What a very curious letter this is to write!—the most curious letter I think, that I have ever written to anyone, and a kind, of course, that—so long as I am successful in my plans!—I am likely never to be obliged to write a second time.I wish that I could make it very clever.
I wish you will not hate or pity me, for what I am about to do. There is a part of me that hates myself—that knows that this will bring disgrace on Mother, on Stephen and on Pris. I wish you will only regret my going from you, not cry out against the manner of it. I wish you will remember me with kindness, not with pain. Your pain will not help me, where I am going. But your kindness will help my mother, and my brother, as it helped them once before.
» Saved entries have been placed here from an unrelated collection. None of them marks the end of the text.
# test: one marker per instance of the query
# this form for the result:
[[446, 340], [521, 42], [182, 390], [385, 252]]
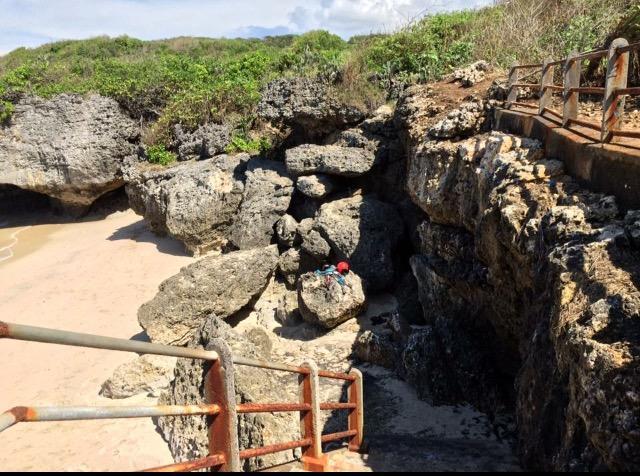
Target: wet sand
[[87, 277]]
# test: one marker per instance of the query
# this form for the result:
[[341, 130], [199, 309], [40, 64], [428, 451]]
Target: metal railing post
[[617, 76], [220, 390], [513, 91], [571, 98], [546, 94], [356, 415], [312, 457]]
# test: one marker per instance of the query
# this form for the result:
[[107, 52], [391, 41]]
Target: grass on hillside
[[192, 81]]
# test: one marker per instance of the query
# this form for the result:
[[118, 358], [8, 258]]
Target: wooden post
[[617, 76], [513, 91], [546, 95], [571, 80], [356, 416], [220, 390], [312, 458]]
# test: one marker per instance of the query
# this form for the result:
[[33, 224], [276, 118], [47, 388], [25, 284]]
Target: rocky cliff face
[[523, 275], [69, 148]]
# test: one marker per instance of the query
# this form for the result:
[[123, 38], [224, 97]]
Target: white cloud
[[33, 22]]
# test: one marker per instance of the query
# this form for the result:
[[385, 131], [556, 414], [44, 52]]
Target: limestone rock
[[71, 148], [287, 312], [287, 231], [326, 302], [149, 375], [307, 105], [311, 159], [188, 437], [266, 198], [462, 122], [473, 74], [193, 201], [365, 232], [376, 348], [216, 284], [315, 186], [205, 142]]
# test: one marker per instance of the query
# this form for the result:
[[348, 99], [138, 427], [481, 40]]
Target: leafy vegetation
[[193, 81]]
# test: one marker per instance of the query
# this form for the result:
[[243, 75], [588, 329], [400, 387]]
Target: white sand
[[86, 277]]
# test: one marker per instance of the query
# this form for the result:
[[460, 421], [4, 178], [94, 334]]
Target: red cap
[[343, 267]]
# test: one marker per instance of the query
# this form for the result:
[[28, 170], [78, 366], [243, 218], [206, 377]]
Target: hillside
[[193, 81]]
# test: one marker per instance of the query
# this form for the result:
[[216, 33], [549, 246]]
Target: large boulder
[[217, 284], [149, 375], [310, 159], [324, 301], [308, 106], [194, 202], [188, 438], [71, 148], [365, 232], [205, 142], [267, 195]]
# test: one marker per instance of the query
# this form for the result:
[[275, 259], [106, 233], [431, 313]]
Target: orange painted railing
[[224, 452]]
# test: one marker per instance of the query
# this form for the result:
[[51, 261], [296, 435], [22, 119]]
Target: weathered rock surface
[[69, 147], [195, 202], [365, 232], [188, 437], [287, 231], [266, 198], [307, 105], [149, 375], [216, 284], [315, 186], [473, 74], [311, 159], [205, 142], [326, 302], [518, 255]]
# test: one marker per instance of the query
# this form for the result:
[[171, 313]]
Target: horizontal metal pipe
[[188, 466], [628, 48], [524, 104], [52, 336], [553, 113], [267, 450], [525, 85], [338, 436], [337, 406], [528, 66], [587, 90], [627, 92], [631, 134], [587, 124], [270, 365], [273, 407], [592, 55], [335, 376], [42, 414]]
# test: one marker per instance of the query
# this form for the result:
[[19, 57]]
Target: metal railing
[[614, 92], [220, 405]]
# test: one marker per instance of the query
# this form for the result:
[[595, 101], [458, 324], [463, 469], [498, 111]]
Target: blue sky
[[34, 22]]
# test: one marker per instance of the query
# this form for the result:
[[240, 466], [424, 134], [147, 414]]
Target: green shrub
[[241, 143], [157, 154]]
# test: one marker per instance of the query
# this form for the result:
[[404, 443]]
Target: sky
[[32, 23]]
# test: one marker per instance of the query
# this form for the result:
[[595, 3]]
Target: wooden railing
[[614, 92], [220, 401]]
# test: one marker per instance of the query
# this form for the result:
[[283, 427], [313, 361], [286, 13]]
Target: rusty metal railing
[[614, 92], [224, 452]]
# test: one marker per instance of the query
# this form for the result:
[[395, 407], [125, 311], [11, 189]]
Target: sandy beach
[[90, 277]]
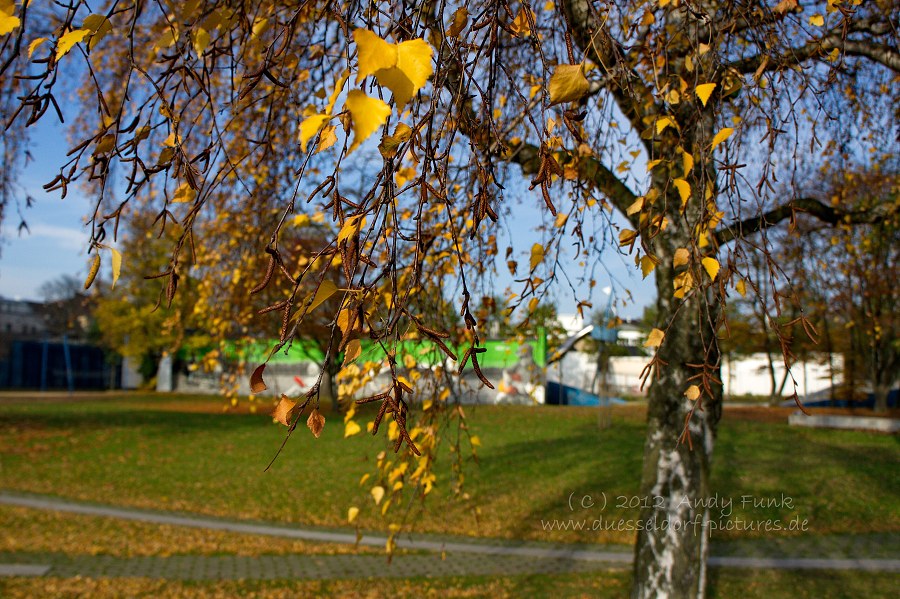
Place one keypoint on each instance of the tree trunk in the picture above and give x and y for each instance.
(671, 551)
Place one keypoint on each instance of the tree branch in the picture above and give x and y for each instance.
(811, 206)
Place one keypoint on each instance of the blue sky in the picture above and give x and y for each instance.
(58, 241)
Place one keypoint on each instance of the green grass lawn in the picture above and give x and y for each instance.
(188, 454)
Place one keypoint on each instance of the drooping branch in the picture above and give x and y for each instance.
(811, 206)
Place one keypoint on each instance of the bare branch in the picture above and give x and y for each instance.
(812, 206)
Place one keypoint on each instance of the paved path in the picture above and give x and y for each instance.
(447, 556)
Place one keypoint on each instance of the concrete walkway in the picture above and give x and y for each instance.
(447, 556)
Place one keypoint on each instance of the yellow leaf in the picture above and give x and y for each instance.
(34, 45)
(201, 40)
(116, 265)
(354, 348)
(568, 83)
(351, 227)
(283, 410)
(310, 127)
(411, 73)
(315, 422)
(184, 193)
(663, 123)
(366, 114)
(92, 273)
(373, 53)
(721, 136)
(460, 19)
(8, 22)
(684, 190)
(647, 265)
(712, 267)
(688, 163)
(351, 428)
(325, 290)
(704, 91)
(561, 219)
(537, 255)
(68, 41)
(338, 86)
(654, 339)
(99, 27)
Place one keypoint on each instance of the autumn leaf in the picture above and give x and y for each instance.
(568, 84)
(257, 385)
(351, 428)
(366, 115)
(654, 339)
(68, 41)
(34, 45)
(99, 26)
(460, 19)
(116, 265)
(315, 422)
(712, 267)
(92, 273)
(648, 263)
(721, 136)
(184, 193)
(403, 68)
(704, 91)
(325, 290)
(537, 255)
(8, 21)
(283, 410)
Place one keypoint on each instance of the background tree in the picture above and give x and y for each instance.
(471, 101)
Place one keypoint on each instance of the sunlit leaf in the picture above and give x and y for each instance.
(704, 91)
(366, 115)
(568, 83)
(68, 41)
(92, 273)
(712, 267)
(34, 45)
(283, 411)
(655, 338)
(721, 136)
(684, 190)
(116, 263)
(315, 422)
(537, 255)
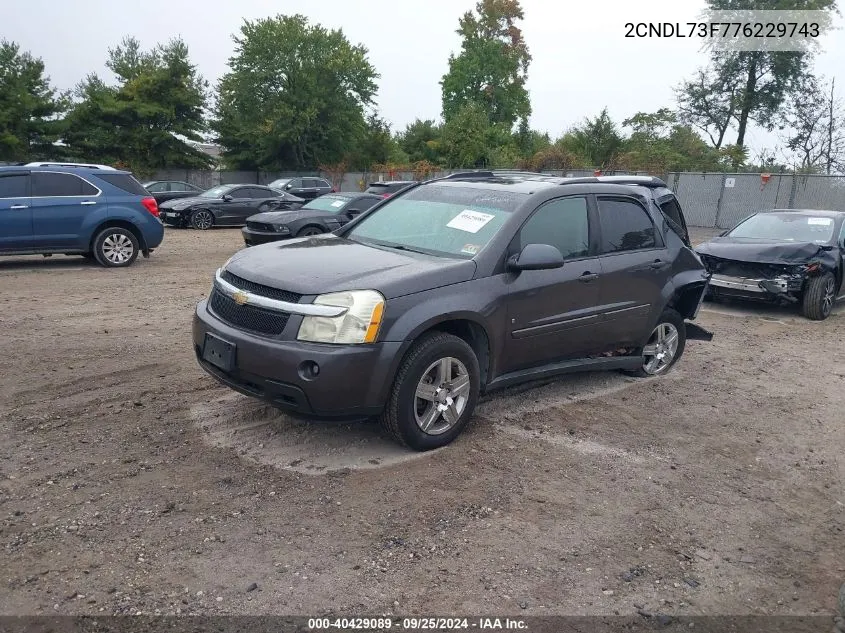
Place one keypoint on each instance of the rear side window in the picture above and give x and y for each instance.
(625, 226)
(49, 184)
(563, 224)
(125, 182)
(13, 186)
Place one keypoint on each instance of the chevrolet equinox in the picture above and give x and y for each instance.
(451, 289)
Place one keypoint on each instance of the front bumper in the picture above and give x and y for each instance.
(783, 286)
(352, 383)
(253, 237)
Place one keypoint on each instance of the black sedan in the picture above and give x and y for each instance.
(321, 215)
(780, 256)
(164, 190)
(225, 205)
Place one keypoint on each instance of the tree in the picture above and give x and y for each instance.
(815, 117)
(145, 120)
(28, 107)
(421, 141)
(465, 137)
(491, 69)
(597, 140)
(749, 86)
(294, 96)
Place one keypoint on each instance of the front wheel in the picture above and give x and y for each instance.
(819, 296)
(434, 394)
(664, 347)
(116, 247)
(202, 219)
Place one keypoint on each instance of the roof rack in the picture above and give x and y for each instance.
(55, 164)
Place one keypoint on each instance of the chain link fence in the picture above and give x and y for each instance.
(715, 200)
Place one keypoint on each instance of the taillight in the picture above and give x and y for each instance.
(150, 205)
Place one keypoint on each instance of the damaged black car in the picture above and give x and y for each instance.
(781, 256)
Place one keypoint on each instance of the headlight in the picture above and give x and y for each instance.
(360, 323)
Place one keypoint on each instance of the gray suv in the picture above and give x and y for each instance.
(451, 289)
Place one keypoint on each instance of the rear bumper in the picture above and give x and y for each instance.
(352, 383)
(253, 237)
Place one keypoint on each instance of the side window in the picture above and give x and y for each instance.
(562, 223)
(625, 226)
(13, 186)
(49, 184)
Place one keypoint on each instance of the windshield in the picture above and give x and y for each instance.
(216, 192)
(786, 227)
(446, 221)
(332, 204)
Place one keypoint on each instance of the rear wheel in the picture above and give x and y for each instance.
(664, 347)
(434, 394)
(819, 296)
(202, 219)
(116, 247)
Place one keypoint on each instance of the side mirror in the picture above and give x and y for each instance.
(536, 257)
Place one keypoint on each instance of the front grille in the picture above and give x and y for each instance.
(260, 226)
(258, 289)
(248, 317)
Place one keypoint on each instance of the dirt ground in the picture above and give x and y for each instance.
(132, 482)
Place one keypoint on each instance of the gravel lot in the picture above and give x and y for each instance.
(131, 482)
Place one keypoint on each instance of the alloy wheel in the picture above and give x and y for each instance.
(661, 348)
(441, 396)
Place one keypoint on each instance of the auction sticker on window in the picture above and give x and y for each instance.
(470, 221)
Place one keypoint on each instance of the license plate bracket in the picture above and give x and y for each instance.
(218, 352)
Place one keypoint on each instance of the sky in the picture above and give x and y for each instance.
(581, 60)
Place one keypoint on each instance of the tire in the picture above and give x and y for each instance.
(819, 296)
(670, 322)
(309, 230)
(405, 414)
(116, 247)
(202, 219)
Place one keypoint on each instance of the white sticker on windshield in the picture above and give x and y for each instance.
(470, 221)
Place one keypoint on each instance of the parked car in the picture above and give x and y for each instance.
(164, 190)
(93, 210)
(387, 189)
(451, 289)
(781, 256)
(321, 215)
(307, 188)
(225, 205)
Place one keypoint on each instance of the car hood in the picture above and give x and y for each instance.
(185, 203)
(284, 217)
(761, 252)
(326, 263)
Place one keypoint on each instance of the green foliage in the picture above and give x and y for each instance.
(294, 96)
(28, 107)
(466, 136)
(421, 141)
(141, 122)
(596, 140)
(492, 67)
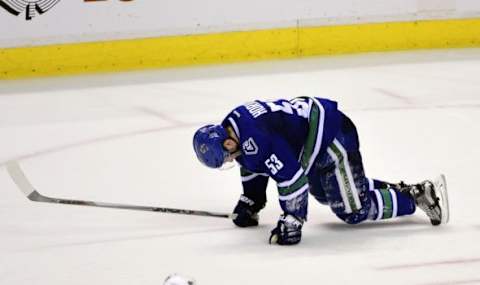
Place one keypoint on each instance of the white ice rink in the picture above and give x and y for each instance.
(127, 138)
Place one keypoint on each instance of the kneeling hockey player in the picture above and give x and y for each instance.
(307, 146)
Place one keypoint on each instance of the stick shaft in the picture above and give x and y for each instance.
(26, 187)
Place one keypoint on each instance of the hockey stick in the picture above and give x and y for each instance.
(26, 187)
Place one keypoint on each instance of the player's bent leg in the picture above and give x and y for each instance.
(346, 186)
(388, 201)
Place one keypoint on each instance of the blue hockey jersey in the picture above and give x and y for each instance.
(282, 139)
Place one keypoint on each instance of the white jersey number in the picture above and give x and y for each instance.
(298, 105)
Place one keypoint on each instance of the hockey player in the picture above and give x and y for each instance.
(307, 146)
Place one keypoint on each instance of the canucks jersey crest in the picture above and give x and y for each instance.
(250, 147)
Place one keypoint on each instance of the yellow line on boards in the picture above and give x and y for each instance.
(172, 51)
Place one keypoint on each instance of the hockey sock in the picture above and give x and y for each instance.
(388, 202)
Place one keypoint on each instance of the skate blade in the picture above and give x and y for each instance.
(441, 187)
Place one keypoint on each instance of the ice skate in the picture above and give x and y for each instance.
(431, 197)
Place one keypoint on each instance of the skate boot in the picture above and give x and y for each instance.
(431, 197)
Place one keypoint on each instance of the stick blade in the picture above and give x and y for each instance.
(18, 176)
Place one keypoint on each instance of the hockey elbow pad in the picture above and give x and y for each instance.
(246, 216)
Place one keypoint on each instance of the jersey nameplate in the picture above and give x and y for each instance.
(250, 147)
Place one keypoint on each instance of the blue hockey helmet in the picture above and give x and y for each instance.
(208, 145)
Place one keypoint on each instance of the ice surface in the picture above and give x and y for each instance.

I wish that, if anyone should look for faults in this, then they will find them with me, with me and my queer nature, that set me so at odds with the world and all its ordinary rules, I could not find a place in it to live and be content. That this has always been true—well, you of course know that, better than anyone. But you cannot know the glimpses I have had, you cannot know there is another, dazzling place, that seems to welcome me! I have been led to it, Helen, by someone marvellous and strange. You won`t know this. They will tell you of her, and they will make her seem squalid and ordinary, they will turn my passion into something gross and wrong. You will know, that it is neither of those things. It is only love, Helen—only that.
I cannot live, and not be at her side!
Mother used to think me wilfu. She will think this wilfulness. But how could it be that? I am not willing this to happen, I am surrendering! I am giving up one life, to gain a new and better one. I am going far from here, as I was meant to—I think—always. I am
...hastening to get nearer to the sun, Where men sleep better.
I am glad for you, Helen, that my brother is kind.